Sur 1 Samuel 17, 1-51

Le guerrier et le pasteur

 

André Wénin

David et Goliath, Connaître la Bible 3, p. 46-47

 

En fonction de cette description de Goliath, le guerrier, et de David, le pasteur, il semble faux de résumer leur opposition en termes de grand contre petit, comme le veut l’image courante. C’est bien plutôt en berger que David s’oppose au guerrier Goliath. Et ce n’est sûrement pas un hasard si cette antithèse se trouve aussi dans la présentation de David qui, à la différence de ses frères, n’est pas un soldat.

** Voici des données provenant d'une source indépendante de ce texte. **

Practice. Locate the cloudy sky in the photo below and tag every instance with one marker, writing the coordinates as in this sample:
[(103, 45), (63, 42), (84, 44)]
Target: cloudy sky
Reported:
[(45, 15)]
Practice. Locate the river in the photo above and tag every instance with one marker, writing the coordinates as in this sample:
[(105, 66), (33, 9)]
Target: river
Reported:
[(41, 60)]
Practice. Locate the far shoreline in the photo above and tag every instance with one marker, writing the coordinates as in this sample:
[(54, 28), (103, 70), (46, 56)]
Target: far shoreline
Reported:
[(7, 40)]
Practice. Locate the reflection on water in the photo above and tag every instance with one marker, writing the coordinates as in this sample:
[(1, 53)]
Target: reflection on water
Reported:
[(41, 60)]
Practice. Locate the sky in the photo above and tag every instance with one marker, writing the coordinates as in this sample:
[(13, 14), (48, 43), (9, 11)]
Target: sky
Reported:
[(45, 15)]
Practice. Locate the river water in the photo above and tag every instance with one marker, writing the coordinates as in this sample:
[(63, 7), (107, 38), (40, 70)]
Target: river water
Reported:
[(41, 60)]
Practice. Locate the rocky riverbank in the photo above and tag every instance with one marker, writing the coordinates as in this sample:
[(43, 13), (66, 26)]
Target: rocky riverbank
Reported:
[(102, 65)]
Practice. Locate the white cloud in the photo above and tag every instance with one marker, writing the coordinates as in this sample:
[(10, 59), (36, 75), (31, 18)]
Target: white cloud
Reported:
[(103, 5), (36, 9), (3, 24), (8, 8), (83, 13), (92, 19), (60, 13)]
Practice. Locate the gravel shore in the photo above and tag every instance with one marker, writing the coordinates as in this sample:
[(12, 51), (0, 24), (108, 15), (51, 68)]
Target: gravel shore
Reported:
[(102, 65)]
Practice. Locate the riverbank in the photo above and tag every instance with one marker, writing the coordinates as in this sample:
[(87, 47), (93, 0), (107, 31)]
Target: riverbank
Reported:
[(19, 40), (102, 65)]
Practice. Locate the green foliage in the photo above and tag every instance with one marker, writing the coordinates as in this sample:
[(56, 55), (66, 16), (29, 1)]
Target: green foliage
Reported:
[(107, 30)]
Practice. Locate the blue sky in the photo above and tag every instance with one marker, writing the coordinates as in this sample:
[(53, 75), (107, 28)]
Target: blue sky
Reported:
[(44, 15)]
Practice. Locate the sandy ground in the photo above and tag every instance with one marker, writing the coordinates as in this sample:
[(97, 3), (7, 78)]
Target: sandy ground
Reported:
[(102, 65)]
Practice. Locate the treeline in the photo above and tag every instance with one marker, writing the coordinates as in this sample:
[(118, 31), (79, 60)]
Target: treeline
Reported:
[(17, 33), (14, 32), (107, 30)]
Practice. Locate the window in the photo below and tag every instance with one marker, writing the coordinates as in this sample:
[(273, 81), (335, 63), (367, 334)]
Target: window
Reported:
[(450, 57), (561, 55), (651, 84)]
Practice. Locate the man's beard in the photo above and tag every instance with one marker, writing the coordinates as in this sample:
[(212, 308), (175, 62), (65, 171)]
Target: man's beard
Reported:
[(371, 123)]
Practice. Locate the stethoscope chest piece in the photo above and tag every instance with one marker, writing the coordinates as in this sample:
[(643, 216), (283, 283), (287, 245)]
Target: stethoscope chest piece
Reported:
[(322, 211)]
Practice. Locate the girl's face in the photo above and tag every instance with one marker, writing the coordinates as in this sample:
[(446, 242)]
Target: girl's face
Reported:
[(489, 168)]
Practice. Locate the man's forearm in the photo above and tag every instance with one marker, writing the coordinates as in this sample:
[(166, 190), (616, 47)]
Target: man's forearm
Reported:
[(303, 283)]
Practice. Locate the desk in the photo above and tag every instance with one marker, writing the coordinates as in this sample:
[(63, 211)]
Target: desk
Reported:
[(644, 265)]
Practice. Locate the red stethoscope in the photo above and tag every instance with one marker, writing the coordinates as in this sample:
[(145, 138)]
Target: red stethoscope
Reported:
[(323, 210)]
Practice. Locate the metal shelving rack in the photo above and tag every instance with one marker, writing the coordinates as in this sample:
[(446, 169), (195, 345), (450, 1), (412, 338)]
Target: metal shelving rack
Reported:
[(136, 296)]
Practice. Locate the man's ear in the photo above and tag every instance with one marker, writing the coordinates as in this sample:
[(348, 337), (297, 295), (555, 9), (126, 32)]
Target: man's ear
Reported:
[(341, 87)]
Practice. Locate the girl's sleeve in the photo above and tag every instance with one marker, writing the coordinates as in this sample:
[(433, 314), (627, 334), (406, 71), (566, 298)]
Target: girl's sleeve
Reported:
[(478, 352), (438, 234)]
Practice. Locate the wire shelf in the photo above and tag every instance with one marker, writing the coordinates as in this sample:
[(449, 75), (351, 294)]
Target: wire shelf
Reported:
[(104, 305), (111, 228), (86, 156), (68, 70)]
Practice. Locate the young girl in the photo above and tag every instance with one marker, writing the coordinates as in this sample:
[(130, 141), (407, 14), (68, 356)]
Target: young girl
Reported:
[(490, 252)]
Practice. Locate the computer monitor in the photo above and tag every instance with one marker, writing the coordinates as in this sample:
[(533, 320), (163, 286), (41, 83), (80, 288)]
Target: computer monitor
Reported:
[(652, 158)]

Arrêtons-nous un instant pour préciser les contours bibliques de cette opposition pasteur-guerrier. En réalité, le berger est l’image d’un certain type d’être humain. En effet, ce métier instaure une certaine relation entre un humain et des animaux dans la mesure où le berger prend en charge des bêtes en exerçant sur elles une certaine maîtrise pour leur bien et de manière substantiellement pacifique ou non-violente. Il se met au service de ses bêtes et de leur bien-être, et en retour, le troupeau lui fournit de quoi vivre, lait ou fromage, laine et peau, et, exceptionnellement, de la viande. Dans cette relation, le bien de l’un rejoint le bien de l’autre, logique d’alliance.

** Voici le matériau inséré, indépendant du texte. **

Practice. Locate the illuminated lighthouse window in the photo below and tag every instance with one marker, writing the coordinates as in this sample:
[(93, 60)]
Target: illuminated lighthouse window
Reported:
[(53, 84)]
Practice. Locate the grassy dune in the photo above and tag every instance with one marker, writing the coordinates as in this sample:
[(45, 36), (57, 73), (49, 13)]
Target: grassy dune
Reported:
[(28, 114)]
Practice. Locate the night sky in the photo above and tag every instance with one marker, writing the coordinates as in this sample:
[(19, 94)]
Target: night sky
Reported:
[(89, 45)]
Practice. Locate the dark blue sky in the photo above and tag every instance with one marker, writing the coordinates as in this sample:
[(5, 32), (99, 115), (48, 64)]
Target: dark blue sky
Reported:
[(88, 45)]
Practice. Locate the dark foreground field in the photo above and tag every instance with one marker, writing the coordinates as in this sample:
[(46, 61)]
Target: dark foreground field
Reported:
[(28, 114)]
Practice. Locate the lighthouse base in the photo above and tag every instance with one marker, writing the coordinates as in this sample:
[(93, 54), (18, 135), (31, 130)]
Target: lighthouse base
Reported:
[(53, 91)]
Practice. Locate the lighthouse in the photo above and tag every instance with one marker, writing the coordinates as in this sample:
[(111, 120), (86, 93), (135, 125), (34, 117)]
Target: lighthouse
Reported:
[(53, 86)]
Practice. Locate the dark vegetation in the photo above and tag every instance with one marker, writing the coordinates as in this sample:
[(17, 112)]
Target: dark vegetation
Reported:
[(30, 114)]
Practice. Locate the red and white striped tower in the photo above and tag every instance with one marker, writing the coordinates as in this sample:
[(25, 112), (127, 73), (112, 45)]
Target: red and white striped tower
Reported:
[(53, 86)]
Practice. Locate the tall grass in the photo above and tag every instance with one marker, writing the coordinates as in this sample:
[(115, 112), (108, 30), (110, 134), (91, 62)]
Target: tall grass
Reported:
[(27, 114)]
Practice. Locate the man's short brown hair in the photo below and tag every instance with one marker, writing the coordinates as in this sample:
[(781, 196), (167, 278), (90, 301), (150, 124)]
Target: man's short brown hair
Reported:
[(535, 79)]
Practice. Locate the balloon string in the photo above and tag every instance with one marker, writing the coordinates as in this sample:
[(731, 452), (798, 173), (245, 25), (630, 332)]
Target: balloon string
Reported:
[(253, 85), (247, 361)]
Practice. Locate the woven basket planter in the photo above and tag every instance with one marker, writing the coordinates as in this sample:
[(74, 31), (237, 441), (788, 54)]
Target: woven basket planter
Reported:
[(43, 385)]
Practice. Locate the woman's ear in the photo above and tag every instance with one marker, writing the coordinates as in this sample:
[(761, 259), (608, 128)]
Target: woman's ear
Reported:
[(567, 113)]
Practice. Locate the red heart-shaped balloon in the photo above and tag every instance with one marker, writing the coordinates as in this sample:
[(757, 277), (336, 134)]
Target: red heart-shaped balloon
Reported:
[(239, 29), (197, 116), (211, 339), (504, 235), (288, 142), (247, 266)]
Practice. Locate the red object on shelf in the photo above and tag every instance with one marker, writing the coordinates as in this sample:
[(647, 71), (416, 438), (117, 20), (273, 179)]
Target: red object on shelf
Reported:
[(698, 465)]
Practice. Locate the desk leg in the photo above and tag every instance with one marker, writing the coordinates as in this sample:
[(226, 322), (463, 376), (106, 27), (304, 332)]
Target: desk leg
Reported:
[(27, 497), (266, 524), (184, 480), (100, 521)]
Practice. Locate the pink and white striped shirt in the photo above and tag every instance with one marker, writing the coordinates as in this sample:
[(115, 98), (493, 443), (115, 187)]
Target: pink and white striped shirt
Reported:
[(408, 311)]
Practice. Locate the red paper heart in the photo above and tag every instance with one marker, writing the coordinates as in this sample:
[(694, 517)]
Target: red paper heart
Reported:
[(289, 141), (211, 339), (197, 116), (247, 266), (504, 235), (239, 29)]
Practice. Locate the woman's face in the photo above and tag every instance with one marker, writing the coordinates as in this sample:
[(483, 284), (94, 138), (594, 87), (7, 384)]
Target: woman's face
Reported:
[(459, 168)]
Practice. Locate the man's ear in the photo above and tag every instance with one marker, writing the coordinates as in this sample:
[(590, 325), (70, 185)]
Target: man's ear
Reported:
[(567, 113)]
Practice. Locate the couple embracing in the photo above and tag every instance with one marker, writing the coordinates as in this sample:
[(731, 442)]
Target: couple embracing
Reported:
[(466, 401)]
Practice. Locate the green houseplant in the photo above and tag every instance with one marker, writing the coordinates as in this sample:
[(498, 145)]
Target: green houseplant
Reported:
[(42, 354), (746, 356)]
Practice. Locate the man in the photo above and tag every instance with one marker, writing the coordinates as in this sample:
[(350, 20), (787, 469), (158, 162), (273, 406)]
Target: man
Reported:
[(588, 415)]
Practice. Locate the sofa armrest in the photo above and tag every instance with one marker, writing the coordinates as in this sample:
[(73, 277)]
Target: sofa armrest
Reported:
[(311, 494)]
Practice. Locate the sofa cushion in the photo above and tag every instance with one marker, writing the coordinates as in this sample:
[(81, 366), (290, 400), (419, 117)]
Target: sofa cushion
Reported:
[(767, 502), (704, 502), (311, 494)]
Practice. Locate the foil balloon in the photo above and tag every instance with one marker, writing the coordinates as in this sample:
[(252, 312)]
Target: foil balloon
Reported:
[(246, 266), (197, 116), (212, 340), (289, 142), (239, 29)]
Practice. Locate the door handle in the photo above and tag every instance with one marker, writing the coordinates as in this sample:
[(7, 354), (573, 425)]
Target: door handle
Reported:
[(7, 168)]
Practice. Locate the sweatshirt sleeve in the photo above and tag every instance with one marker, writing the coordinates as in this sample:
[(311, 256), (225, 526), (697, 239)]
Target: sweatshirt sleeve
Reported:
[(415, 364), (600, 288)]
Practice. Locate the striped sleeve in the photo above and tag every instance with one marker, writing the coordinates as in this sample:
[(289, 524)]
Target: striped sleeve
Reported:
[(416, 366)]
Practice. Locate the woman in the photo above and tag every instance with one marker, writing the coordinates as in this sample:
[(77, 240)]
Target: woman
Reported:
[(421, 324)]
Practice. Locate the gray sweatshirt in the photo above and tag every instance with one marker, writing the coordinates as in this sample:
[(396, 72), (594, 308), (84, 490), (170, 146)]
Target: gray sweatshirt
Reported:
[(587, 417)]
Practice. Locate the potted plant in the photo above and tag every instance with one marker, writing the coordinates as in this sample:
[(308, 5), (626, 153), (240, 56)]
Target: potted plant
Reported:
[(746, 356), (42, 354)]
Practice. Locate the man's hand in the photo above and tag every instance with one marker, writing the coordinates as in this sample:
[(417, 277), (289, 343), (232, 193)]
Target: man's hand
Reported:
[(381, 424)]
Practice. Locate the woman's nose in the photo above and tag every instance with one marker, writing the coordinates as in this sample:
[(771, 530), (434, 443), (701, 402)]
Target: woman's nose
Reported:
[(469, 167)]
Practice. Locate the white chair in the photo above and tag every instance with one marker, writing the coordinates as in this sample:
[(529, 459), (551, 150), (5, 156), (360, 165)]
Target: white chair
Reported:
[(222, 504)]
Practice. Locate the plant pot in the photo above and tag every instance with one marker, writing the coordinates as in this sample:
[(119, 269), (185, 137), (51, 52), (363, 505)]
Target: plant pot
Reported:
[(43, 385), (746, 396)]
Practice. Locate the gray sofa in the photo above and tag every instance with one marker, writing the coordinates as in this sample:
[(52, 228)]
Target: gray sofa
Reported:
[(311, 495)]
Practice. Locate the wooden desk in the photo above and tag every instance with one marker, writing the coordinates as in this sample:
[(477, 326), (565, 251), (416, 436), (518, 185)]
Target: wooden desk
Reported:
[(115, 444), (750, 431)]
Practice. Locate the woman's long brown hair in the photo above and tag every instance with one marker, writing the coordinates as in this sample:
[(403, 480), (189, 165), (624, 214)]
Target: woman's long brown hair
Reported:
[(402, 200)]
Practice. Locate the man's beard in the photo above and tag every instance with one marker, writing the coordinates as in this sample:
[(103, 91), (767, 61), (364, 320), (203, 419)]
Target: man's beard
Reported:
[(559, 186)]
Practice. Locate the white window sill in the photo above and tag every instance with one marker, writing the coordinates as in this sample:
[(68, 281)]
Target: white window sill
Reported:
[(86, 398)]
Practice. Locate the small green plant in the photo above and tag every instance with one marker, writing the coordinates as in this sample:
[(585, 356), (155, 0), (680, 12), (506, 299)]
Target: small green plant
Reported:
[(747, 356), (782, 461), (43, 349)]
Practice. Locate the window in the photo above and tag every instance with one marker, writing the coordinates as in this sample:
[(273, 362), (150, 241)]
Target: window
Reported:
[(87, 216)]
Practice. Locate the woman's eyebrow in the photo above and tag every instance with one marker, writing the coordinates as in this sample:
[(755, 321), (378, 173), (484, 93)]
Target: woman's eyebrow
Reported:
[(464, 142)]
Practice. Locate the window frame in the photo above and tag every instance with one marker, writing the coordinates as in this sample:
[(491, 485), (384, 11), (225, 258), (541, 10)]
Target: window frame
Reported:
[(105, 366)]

A l’opposé du berger et de sa relation pacifique avec l’animal, se situe le chasseur qui prouve sa supériorité et sa maîtrise sur l’animal en le mangeant après l’avoir tué. C’est la violence qui préside ici à la relation avec l’animal, vu comme une proie et nié au profit exclusif du chasseur. Le bien de l’un implique du mal pour l’autre, et la relation est à sens unique, logique d’envie, de convoitise, de concurrence. Quant au guerrier, sa figure est une variante de celle du chasseur, puisque c’est un homme qui fait la chasse à l’homme. Du reste, la logique est identique : violence, concurrence, loi du plus fort, désir d’accaparer pour soi, d’éliminer le rival, de le mettre à son service, etc. c’est bien là la logique exprimée par Goliath.

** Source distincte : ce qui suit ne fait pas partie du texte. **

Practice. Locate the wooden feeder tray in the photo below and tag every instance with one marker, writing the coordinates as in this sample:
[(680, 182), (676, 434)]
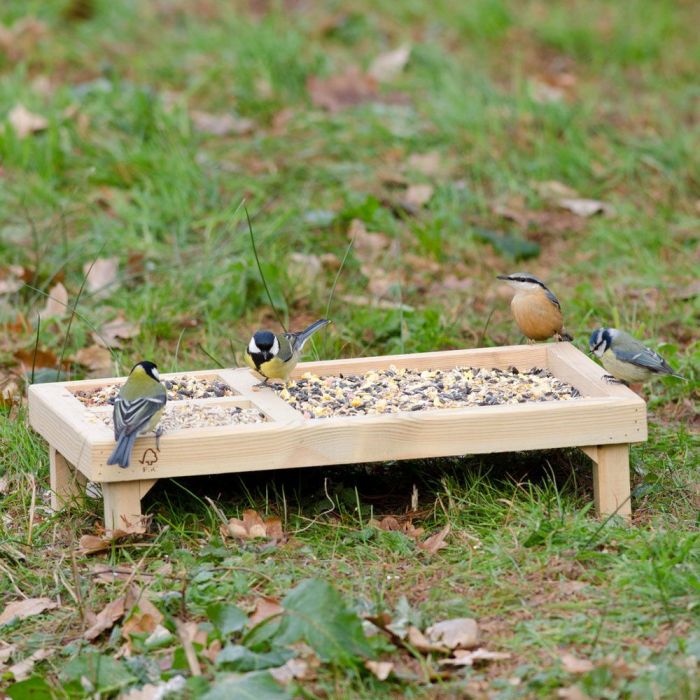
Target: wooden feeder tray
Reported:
[(602, 421)]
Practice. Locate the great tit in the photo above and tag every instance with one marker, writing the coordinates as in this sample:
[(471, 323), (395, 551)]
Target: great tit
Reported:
[(274, 355), (535, 307), (137, 409), (626, 359)]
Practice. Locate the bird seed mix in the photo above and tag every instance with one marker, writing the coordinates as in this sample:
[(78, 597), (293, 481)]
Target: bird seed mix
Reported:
[(393, 390), (178, 388)]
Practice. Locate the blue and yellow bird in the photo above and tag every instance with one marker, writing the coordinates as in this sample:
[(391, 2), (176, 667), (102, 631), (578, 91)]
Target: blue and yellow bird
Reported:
[(274, 355), (535, 308), (137, 409), (627, 360)]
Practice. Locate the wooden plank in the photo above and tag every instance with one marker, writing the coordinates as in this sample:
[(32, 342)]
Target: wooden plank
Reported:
[(263, 398), (521, 356), (611, 481), (387, 437)]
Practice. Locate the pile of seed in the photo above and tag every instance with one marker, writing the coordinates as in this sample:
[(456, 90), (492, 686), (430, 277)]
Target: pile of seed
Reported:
[(178, 388), (393, 390), (201, 416)]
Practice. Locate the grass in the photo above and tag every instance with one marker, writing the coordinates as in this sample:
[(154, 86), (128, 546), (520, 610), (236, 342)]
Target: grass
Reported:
[(124, 173)]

Sur un tel arrière fond, la paralysie de Saül er d’Israël prend un autre relief. Au verset 11, le narrateur décrit la terreur qui s’empare des soldats d’Israël. C’est qu’ils se situent dans la logique du guerrier où celui qui trouve plus fort que lui est réduit à l’impuissance par ce rival. Car la logique de concurrence est implacable. Elle se résume à un dilemme : lui ou moi. C’est pourquoi la logique du plus fort est aussi celle de la peur, celle qu’on peut lire dans les yeux de l’animal, aux abois qui attend sa mort certaine. Dès lors, on voit mal ce qui pourrait débloquer la situation de Saül et d’Israël, si ce n’est un changement de logique. C’est précisément ce qui se passe lorsqu’entre en scène le pâtre David, visitant ses frères au front « pour la paix ».